Exhibition shows diverse work and fortunes of Josef Čapek
If artist Josef Čapek is less known to non-Czechs than his younger brother Karel, the writer, that’s all the more reason to visit the new exhibition dedicated to his life and work at the National Library. The show, which opens on Wednesday, commemorates the 125th birthday of the jack of all artistic trades, and recalls the very different fortunes and pursuits of his professional life.
But Josef Čapek, like his more famous brother, was truly an artistic Renaissance man: a graphic designer, scenographer, poet and literary critic, among many other things – all presented in the new exhibit on display at the Clementinum in Prague.

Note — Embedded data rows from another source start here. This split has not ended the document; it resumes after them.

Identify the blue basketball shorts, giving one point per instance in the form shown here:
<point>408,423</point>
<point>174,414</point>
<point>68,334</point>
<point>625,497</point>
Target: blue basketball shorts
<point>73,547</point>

Gina Boháčková of the Karel Čapek Memorial told me more:
“We made an exhibition about the life and work of Josef Čapek, who was an important painter and personality but has always been in the shadow of his brother Karel. He was not only a painter, but also a writer, a poet and a philosopher. So on 30 panels we document his artistic work and his life, showing not only his youth but also his studies, his first writings with his brother, pre-war avant-garde paintings and, at the end of his life, his fight against fascism and totalitarianism, and his death in a concentration camp.”
Čapek spent almost all of WWII in a concentration camp, and died just weeks before the end of the war. How is that painful period of his life recalled in the exhibition?
“It is remembered with two paintings that he made in the concentration camp Sachsenhausen, and an original collection of poems from the concentration camps that were published after the Second World War.”
Čapek’s poems written in the concentration camps are credited with having been of great comfort to his fellow prisoners, who copied them and shared them amongst themselves. He died in the Bergen-Belsen camp in April of 1945, in the days just before or after its liberation. His burial site is unknown, and so he was given one of only two symbolic gravestones in the Vyšehrad cemetery of notable Czechs.The exhibition at the Clementinum, however, deals also with the happier times of Josef Čapek’s life, such as his work for children. It also includes many of the publications of the National Library on which he collaborated either as a writer or an illustrator, and many of the monographs kept by the Karel Čapek Memorial fund.
The exhibition will be open until July 4.